Trois facteurs se conjuguent : la pression sur la rente hydrocarbure (innovation, pressions climatiques, transition énergétique), la nécessité de stabiliser les finances publiques (endettement, déficit budgétaire) et le besoin de crédibilité aux yeux des investisseurs internationaux. Le sultanat, selon ses propres termes, souhaite « réduire la dépendance aux hydrocarbures et diversifier ses sources de financement » . Sur le plan théorique, on y retrouve les mécanismes de la « political economy of taxation » : imposer les plus hauts revenus, utiliser la fiscalité pour renforcer le contrat social et affirmer un État responsable.

Certains analystes voient cette mesure comme une avancée bienvenue. Le journal Le Monde note que « 99 % de la population échappera à ce prélèvement » , mais que cette réforme pourrait devenir un modèle pour d’autres monarchies pétrolières. Cependant, des points de fragilité subsistent. D’abord, l’assiette reste très étroite (top 1 %). Certains observateurs comme le Financial Times s’interrogent : « quel sera l’impact réel sur les recettes publiques ? ». Ensuite, il faudra veiller à ce que l’instauration d’un impôt ne décourage pas les investissements ou ne stimule un exil fiscal des hauts revenus. Enfin, le succès dépend de l’application effective (infrastructure de gestion fiscale, lutte contre l’évasion), un défi non trivial dans la région.

Que peut-on alors espérer de cette réforme?

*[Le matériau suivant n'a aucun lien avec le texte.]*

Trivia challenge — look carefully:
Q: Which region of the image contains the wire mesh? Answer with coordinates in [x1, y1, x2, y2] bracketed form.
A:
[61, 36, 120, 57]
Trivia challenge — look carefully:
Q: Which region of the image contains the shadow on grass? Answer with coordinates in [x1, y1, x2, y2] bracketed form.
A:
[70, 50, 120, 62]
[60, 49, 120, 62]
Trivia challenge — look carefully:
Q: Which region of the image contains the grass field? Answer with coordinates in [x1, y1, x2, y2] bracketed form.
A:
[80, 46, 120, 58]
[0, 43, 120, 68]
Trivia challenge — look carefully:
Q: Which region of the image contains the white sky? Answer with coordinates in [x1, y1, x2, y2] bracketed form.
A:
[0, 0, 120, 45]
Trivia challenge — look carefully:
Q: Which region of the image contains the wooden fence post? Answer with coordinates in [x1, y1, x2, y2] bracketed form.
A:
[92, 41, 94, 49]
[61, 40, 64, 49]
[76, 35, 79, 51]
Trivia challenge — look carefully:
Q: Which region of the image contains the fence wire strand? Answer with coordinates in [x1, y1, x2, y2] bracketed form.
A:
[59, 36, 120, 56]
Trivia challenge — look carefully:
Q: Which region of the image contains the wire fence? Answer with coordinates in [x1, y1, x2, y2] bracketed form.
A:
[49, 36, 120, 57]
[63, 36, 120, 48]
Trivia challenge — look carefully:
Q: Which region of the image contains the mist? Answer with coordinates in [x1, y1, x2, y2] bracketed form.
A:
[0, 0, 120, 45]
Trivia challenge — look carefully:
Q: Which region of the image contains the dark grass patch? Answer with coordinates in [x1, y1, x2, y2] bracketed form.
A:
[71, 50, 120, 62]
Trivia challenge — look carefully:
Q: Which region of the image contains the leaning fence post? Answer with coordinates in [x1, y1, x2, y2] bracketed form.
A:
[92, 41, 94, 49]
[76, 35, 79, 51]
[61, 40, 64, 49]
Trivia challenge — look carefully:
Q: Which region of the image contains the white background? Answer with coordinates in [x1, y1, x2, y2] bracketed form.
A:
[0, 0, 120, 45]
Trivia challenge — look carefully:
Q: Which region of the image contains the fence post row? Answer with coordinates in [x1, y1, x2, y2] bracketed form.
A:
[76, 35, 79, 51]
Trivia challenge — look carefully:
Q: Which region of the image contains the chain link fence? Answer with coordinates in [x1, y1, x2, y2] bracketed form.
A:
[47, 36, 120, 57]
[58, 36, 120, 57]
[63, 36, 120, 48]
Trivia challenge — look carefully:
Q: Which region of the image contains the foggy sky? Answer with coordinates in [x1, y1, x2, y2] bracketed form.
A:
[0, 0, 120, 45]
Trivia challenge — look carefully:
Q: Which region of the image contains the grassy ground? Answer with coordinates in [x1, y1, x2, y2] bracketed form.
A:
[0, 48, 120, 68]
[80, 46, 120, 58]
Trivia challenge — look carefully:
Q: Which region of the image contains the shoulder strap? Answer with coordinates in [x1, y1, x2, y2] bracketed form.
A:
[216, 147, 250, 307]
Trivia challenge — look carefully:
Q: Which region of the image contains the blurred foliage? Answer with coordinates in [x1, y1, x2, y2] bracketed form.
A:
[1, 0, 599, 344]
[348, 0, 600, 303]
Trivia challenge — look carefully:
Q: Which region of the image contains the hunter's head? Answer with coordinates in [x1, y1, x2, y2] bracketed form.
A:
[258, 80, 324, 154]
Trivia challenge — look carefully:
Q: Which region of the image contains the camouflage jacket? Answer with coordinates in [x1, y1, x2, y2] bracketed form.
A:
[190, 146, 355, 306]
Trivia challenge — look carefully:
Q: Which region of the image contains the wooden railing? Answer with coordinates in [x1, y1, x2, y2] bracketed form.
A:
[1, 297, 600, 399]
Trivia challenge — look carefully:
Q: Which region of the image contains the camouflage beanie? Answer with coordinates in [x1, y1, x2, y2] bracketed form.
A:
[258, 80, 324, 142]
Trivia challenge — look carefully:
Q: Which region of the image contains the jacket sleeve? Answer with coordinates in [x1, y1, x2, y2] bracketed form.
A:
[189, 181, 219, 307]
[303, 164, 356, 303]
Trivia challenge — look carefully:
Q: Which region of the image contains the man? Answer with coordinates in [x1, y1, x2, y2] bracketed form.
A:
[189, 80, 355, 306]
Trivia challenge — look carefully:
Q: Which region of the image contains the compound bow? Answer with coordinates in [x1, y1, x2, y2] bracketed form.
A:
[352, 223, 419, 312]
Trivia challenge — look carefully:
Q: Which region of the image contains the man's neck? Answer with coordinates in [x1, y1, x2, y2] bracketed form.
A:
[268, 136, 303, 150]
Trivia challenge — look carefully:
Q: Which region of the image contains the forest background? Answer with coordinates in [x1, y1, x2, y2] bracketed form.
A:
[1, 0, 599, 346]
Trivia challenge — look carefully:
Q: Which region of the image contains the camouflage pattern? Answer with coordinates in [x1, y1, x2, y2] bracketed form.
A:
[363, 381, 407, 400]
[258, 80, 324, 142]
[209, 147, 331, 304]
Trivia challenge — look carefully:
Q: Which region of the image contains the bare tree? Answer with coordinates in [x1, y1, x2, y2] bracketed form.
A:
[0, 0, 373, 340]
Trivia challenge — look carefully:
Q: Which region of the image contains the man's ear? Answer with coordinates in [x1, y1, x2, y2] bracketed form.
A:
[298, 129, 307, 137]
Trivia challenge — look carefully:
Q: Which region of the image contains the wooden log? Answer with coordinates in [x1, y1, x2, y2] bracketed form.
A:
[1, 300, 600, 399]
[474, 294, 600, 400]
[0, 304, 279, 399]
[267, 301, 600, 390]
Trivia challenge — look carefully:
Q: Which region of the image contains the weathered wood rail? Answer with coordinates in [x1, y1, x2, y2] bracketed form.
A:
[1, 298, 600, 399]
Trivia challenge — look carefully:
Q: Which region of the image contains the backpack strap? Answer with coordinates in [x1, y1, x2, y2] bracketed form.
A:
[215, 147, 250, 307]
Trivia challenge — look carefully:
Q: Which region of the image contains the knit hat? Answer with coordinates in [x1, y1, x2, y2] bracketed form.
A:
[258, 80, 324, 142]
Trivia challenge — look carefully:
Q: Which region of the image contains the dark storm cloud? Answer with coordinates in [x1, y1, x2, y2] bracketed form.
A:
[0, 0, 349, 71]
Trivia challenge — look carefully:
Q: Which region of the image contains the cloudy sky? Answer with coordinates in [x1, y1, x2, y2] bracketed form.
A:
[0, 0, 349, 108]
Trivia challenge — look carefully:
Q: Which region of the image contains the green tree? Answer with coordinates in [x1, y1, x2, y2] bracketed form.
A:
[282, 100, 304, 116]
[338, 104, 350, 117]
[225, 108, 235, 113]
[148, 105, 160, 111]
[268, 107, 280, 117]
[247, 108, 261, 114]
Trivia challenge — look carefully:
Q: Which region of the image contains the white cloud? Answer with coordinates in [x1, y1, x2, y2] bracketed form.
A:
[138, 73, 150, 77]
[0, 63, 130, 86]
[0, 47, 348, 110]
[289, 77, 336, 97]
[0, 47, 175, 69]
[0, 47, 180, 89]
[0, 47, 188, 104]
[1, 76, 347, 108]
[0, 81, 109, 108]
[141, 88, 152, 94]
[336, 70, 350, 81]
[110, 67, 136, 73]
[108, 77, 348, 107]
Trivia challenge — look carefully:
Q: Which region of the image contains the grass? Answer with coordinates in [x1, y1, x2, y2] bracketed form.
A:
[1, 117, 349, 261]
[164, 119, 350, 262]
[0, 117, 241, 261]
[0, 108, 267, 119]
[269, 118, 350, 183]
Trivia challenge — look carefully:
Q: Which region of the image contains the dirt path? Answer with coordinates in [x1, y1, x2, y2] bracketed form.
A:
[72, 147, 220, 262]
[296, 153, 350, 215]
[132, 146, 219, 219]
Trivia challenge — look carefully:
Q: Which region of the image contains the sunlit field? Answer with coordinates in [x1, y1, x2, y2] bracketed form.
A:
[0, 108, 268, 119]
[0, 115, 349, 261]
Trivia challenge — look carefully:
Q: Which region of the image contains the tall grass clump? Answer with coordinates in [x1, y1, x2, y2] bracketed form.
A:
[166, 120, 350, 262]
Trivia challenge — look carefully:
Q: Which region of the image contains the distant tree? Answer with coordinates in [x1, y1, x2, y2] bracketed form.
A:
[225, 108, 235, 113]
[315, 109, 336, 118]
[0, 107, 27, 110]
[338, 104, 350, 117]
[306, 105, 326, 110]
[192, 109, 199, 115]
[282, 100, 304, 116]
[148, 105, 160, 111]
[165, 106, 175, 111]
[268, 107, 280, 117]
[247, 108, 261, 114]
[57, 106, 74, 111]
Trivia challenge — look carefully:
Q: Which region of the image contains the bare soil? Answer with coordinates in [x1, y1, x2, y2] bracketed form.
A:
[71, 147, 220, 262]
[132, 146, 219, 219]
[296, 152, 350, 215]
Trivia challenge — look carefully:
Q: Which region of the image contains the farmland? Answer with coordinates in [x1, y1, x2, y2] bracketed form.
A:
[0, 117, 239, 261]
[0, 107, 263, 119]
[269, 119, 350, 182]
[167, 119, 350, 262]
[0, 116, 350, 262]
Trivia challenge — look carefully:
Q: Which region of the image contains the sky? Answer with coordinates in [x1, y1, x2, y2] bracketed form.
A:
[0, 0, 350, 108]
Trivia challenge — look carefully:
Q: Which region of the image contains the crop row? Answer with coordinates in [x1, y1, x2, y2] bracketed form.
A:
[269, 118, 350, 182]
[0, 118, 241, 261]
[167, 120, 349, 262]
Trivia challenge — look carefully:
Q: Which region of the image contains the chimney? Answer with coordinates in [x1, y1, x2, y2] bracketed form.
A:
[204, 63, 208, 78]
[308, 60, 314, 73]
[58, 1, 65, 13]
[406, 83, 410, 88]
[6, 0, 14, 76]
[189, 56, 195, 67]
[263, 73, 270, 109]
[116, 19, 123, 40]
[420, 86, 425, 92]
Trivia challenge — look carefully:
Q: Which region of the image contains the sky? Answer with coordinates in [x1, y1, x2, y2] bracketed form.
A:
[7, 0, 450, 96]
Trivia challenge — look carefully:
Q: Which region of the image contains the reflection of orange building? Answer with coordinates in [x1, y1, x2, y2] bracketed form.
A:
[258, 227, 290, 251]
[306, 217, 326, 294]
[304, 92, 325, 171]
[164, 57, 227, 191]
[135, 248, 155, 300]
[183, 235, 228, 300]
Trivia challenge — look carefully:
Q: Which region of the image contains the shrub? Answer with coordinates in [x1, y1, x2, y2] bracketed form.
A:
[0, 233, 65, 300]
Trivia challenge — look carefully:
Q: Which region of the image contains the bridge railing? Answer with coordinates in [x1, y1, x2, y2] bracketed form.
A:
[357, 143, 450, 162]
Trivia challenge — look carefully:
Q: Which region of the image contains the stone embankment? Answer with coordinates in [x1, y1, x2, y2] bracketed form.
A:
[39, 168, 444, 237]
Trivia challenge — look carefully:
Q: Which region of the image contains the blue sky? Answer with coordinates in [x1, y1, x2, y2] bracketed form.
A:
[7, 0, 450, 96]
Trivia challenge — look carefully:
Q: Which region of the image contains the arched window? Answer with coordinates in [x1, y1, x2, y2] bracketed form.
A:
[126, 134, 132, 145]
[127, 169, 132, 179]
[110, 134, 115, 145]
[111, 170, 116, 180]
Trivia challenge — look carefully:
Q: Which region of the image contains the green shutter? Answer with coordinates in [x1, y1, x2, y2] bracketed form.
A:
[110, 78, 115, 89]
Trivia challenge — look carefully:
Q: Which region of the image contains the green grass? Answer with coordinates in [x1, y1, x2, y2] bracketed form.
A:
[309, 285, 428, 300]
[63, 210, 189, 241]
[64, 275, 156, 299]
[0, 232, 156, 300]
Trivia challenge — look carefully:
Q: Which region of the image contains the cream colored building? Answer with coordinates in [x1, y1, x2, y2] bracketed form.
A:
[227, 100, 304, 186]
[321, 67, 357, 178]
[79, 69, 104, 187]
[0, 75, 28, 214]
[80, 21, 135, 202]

  1. Un scénario optimiste : la réforme fonctionne comme catalyseur, d’autres mesures fiscales suivent (taxe sur la fortune, capital, etc.), la diversification s’accélère, l’économie non-pétrolière devient moteur de croissance.
  2. Un scénario intermédiaire : l’impôt existe mais reste marginal, les revenus restent majoritairement issus des hydrocarbures et les recettes supplémentaires limitées, freinant la dynamique de transformation.
  3. Un scénario plus pessimiste : la mesure provoque un déplacement d’actifs ou une perte compétitive par rapport à d’autres États du Golfe, et la réforme fiscale reste un symbole plus qu’un levier réel.

La variable clé restera la part des recettes non-hydrocarbures dans le budget de l’État et la capacité du gouvernement à traduire la diversification en emplois, investissements et croissance. Vision 2040 fixe des jalons clairs : par exemple réduire la part des hydrocarbures dans le PIB à 8,4 % en 2040.

Ainsi, Oman tourne une page : l’introduction d’un impôt sur le revenu à Mascate n’est pas qu’un prélèvement de 5 %, c’est un signal fort dans une région où la fiscalité directe est quasi-inexistante. Son succès dépendra de la mise en œuvre et de la capacité à l’inscrire dans une transformation économique plus large. Pour les lecteurs, le cas omanais constitue une expérience pilote de réforme fiscale dans le Golfe.